Las formas más comunes de inmunodeficiencia son los defectos en la capacidad para producir las proteínas sanguíneas llamadas anticuerpos (Inmunoglobulinas). Los anticuerpos son proteínas que se pegan a los gérmenes para ayudar al cuerpo a eliminarlos. La cantidad de anticuerpos que está produciendo un paciente puede medirse con exámenes de sangre simples. Para evaluar totalmente el sistema de anticuerpos, el especialista puede sugerir medir una respuesta de anticuerpos específica inmunizándole con una vacuna y tomando un examen de sangre tres o cuatro semanas después. Otras formas de inmunodeficiencia pueden diagnosticarse mediante pruebas directas en piel o exámenes de sangre más sofisticados disponibles sólo a través de laboratorios especializados.

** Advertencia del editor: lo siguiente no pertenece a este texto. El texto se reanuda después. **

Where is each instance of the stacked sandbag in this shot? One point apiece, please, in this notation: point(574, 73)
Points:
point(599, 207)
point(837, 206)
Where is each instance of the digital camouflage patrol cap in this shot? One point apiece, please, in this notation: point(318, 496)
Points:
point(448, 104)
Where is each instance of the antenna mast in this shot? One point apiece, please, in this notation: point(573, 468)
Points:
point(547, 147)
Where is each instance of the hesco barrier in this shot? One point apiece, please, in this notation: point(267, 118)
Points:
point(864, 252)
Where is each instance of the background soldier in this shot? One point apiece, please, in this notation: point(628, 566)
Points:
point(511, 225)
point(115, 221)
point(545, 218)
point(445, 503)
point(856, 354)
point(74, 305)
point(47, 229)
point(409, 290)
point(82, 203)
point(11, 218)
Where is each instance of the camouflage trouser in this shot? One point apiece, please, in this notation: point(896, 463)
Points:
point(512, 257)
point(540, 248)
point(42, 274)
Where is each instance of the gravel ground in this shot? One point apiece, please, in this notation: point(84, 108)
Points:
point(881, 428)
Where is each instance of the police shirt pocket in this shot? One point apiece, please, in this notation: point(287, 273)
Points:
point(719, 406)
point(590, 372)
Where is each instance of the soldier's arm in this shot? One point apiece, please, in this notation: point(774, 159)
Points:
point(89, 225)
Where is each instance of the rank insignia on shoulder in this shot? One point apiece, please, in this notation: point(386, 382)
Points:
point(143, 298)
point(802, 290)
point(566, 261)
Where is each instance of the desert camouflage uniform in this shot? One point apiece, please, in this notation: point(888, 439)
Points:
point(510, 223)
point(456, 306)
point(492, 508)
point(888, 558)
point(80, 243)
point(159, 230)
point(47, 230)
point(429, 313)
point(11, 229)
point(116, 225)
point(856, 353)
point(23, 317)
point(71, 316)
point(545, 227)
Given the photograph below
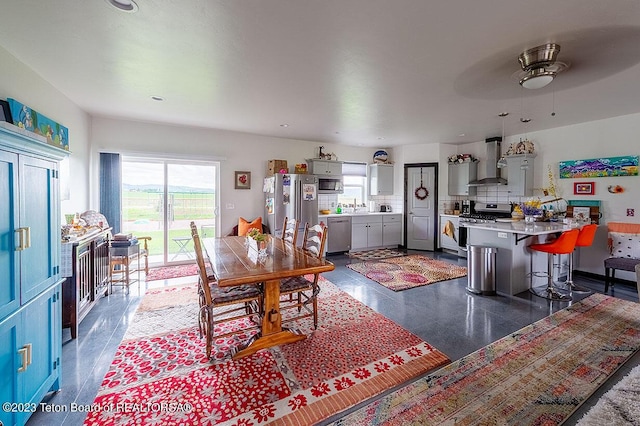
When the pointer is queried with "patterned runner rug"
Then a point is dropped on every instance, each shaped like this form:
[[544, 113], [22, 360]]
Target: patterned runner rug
[[536, 376], [405, 272], [376, 254], [160, 374], [619, 406], [168, 272]]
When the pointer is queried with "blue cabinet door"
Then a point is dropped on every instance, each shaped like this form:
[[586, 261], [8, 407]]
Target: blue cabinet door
[[39, 217], [9, 259], [10, 362], [41, 332]]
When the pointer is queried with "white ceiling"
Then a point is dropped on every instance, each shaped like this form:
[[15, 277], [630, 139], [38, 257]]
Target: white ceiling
[[343, 71]]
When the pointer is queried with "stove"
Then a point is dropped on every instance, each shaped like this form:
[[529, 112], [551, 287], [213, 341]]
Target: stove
[[487, 213]]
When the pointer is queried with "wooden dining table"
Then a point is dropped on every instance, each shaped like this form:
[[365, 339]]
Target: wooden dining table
[[234, 263]]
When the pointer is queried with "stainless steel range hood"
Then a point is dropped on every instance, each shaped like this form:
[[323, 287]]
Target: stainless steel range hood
[[493, 172]]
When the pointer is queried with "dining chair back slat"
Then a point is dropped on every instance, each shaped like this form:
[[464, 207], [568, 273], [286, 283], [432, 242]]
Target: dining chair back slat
[[290, 230]]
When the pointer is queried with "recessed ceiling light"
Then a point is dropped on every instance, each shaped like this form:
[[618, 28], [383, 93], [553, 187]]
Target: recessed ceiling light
[[124, 5]]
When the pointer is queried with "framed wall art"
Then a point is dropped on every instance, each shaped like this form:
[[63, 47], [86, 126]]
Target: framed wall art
[[599, 167], [243, 180], [584, 188], [5, 112]]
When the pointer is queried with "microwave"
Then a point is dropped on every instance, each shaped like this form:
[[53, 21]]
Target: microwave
[[330, 185]]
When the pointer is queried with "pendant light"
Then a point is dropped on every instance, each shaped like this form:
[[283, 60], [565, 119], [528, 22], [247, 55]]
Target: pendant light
[[502, 162]]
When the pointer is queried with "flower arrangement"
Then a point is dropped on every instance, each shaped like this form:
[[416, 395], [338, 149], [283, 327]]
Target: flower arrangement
[[256, 235], [531, 207], [461, 158]]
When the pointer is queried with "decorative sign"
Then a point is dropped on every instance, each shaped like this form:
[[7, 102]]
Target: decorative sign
[[599, 167], [243, 180]]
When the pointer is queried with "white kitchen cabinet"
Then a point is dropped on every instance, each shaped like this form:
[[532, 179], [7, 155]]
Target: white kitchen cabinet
[[325, 167], [447, 242], [520, 174], [366, 232], [380, 179], [460, 174], [392, 230]]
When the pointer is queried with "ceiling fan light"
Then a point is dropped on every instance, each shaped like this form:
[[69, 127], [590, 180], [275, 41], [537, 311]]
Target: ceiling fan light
[[537, 78], [124, 5]]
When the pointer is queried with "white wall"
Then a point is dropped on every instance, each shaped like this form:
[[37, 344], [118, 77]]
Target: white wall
[[237, 151], [19, 82]]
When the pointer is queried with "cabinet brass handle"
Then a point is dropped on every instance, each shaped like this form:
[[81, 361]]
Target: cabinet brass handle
[[29, 348], [21, 246], [23, 354], [28, 232]]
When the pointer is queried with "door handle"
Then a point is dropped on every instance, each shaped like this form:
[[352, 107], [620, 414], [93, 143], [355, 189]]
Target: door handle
[[29, 348], [28, 232], [23, 354], [21, 239]]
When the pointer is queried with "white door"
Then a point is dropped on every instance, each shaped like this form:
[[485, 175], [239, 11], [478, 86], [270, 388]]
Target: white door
[[420, 213]]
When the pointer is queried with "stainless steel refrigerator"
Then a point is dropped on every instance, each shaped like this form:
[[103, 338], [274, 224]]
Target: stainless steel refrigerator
[[292, 196]]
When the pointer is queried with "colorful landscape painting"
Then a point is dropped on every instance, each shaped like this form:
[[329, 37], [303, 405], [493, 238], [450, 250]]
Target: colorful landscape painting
[[599, 167]]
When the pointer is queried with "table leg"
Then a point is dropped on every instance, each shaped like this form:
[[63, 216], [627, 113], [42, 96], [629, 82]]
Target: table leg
[[272, 333]]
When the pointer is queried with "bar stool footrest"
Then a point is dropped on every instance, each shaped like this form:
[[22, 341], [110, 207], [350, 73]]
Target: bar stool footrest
[[550, 294]]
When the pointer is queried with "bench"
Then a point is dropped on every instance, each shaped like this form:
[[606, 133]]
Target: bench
[[624, 248]]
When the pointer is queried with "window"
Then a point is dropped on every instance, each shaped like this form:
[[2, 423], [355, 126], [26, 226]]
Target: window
[[355, 184]]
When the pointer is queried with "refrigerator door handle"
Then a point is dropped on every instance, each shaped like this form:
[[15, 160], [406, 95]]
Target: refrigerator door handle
[[299, 197]]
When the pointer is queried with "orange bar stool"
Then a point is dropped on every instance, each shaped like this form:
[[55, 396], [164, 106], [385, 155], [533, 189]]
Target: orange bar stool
[[585, 239], [564, 244]]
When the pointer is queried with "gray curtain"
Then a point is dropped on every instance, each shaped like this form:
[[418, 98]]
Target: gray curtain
[[111, 189]]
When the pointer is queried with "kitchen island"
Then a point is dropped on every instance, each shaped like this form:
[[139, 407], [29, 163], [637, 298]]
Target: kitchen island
[[514, 261]]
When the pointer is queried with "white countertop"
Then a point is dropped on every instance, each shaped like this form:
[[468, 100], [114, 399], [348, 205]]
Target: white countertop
[[358, 214], [519, 227]]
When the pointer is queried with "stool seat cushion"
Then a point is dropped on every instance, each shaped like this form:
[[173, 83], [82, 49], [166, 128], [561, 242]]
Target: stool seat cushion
[[564, 244], [625, 245]]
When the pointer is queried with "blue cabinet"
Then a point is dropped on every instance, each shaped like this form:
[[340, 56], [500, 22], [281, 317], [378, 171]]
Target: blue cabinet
[[30, 284]]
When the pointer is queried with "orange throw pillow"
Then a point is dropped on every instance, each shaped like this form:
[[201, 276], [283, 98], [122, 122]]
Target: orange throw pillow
[[244, 226]]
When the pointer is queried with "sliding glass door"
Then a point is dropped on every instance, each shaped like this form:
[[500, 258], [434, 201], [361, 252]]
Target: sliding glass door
[[161, 197]]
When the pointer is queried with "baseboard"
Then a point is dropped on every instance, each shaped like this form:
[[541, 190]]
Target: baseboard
[[602, 278]]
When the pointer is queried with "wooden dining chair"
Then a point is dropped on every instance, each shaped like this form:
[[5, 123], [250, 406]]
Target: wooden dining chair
[[290, 230], [313, 242], [238, 302]]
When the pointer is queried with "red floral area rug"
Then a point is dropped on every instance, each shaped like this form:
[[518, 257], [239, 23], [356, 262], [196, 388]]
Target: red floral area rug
[[160, 373], [168, 272], [376, 254], [401, 273], [538, 375]]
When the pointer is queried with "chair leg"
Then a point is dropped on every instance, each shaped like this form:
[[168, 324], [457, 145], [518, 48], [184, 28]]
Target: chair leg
[[549, 292], [315, 312], [569, 285]]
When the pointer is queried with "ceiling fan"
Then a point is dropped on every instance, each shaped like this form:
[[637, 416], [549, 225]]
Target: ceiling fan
[[539, 66]]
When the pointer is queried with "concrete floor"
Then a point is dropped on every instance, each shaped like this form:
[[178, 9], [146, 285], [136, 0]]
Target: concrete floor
[[444, 314]]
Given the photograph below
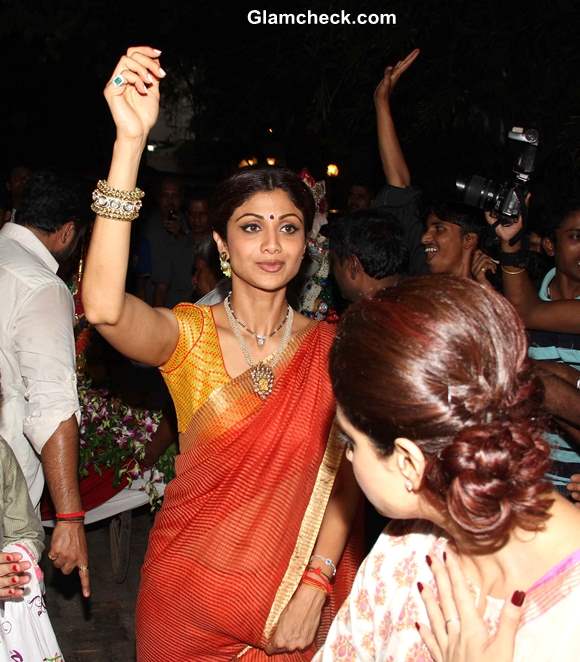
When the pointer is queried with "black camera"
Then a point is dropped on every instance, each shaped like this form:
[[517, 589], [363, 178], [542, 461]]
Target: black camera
[[504, 200]]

Debido a que los fenómenos de alergia a menudo contribuyen con una susceptibilidad mayor hacia infecciones comunes en quienes las padecen, es necesario evaluar adecuadamente ésta posibilidad, quizás antes de pensar en exámenes más complicados y caros. De hecho, las pruebas cutáneas de alergia deben también formar parte de la evaluación, en un individuo en que se sospeche una inmunodeficiencia.

¿Cómo debe tratarse a una persona con Infecciones Recurrentes?

El historial clínico, por sí mismo, puede ayudarnos mucho para definir si la causa de la alta recurrencia de infecciones es por un sistema inmune no apto, ó si la respuesta es una exposición inadecuadamente alta a gérmenes potencialmente patógenos.

Si los estudios y la historia clínica muestran un sistema inmune aparentemente competente, el tratamiento se deberá encaminar a resolver la infección presente y disminuir en lo posible las oportunidades de contagio. Otra estrategia puede incluir el uso de medicamentos ó vacunas que potencian ciertas áreas del sistema inmune.

La detección oportuna de muchos de los problemas de inmunodeficiencia puede ayudar a maximizar el potencial de crecimiento y desarrollo normal, y puede ayudar a prevenir la posibilidad de muerte prematura.

Existen ya tratamientos específicos para muchos tipos de inmunodeficiencias. Por ejemplo, las formas más comunes de inmunodeficiencia son tratadas con infusiones de anticuerpos llamadas inmunoglobulinas intravenosas (IVIG). El Alergólogo o Inmunólogo tiene experiencia en el uso de medidas de apoyo que ayudan a minimizar la infección y aceleran la recuperación. La mayoría de los pacientes con inmunodeficiencia pueden llevar vidas normales, activas y productivas con la asistencia de un médico calificado que pueda ayudarles a controlar su condición.